徐家伦也不多勉强:“是我考虑不周,那么我先回去了。”
林焱转身上楼,每走几步又被徐家伦拉住:“真的不给我一個告别吻。”
林焱笑眯眯地摇摇头:“路上开车小心点。”
徐家伦回去的时候总觉得心口索绕着一股甜蜜,有些女人明明不是一個好的结婚对象,他却除了她找不到其他想结婚的女人了。
其实林焱又有什么好,徐家伦想,也只是稍稍漂亮了点,但是她身上存在的問題太多,比如年纪不小了、有孩子、关键是還不爱他……

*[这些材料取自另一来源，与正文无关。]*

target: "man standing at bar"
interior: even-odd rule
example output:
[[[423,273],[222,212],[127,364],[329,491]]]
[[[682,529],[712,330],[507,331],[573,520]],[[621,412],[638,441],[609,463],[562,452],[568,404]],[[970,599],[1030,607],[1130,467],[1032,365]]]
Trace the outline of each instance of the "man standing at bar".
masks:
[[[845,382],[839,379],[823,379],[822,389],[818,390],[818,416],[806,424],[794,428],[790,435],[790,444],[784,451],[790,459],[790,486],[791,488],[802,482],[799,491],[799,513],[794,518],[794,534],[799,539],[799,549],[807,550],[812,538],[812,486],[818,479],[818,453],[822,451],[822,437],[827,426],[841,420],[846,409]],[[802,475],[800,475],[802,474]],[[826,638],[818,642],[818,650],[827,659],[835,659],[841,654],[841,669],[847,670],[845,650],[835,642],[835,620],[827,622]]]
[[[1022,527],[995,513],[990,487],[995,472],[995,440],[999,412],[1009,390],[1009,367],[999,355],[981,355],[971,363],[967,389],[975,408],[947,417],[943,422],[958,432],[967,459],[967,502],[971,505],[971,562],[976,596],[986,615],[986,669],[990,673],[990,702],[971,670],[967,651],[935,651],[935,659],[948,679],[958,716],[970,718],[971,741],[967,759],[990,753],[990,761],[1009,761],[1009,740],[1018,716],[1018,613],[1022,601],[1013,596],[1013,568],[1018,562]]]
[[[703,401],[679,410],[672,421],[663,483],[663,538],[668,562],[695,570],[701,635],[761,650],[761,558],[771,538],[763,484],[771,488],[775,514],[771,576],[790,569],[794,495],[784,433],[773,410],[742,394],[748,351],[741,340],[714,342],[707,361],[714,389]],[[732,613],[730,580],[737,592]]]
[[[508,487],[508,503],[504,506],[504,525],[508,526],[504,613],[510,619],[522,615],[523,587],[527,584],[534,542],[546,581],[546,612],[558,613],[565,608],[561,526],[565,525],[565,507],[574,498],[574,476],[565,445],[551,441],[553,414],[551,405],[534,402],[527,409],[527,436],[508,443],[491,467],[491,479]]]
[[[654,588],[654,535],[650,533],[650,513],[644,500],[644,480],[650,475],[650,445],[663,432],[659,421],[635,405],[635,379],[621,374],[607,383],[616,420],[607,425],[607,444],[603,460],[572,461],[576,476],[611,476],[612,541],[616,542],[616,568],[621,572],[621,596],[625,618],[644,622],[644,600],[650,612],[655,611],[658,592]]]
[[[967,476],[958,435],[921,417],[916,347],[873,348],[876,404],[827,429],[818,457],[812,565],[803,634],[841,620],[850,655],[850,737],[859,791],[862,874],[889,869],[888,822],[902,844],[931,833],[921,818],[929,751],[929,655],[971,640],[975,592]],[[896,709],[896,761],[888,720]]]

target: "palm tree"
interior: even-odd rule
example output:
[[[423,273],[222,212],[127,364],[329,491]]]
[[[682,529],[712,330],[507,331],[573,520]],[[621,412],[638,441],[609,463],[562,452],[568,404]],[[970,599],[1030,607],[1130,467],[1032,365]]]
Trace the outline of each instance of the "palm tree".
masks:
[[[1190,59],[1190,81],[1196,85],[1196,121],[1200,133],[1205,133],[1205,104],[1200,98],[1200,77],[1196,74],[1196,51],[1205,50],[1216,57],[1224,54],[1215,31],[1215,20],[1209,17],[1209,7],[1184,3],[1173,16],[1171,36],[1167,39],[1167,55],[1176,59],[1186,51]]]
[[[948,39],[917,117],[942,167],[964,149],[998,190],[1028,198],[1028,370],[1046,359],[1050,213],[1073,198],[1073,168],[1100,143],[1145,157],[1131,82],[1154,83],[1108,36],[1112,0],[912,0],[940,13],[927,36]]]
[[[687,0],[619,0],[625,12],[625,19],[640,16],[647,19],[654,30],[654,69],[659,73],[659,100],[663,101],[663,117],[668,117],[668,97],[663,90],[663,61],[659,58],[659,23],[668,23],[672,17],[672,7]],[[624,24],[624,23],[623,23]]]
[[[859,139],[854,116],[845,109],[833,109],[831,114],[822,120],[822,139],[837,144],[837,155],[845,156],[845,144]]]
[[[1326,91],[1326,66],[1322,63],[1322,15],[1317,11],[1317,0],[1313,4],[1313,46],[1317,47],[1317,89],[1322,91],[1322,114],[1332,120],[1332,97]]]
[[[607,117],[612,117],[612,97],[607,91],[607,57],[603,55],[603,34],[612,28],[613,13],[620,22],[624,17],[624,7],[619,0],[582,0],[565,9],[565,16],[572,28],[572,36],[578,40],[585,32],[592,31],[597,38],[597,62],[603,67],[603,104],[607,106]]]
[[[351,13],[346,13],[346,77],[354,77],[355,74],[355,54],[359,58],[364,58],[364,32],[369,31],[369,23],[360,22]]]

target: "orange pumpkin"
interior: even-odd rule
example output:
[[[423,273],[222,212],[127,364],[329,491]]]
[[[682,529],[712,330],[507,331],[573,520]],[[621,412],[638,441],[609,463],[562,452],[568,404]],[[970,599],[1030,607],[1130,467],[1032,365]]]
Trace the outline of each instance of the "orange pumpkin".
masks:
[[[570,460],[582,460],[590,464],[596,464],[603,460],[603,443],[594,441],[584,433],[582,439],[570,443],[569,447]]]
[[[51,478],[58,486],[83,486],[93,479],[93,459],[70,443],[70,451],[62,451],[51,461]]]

但是她身上的好,也像一根绳索绑时刻住了他的心,他每每想放弃的时候又想见她几面。
——
林焱回到家跟颜舒冬视频,冬冬在香港已经开学了,新学校唯一让他满意的是作业沒有原来的多,不過颜舒冬英语不好,香港双语言教学,颜舒冬现在最头疼的就是英语了。
所以林焱每天会通過视频跟冬冬用于英语对话。
“Hello,mom……”冬冬刚說完,一個小孩的头便出现在视频裡,颜舒冬厌恶地转過头瞪了眼這個小孩:“颜意骏,你给我Getout!Getout!”
林焱在电脑這边有点头疼:“舒冬,不准這样子。”
颜舒冬哼哼唧唧,颜意骏笑眯眯地也要把脑袋凑在电脑的摄像头前面,然后奶声奶气指着视频裡的林焱开口:“哥哥,妈妈。”
“他不是你妈妈。”颜舒冬冷冷开口。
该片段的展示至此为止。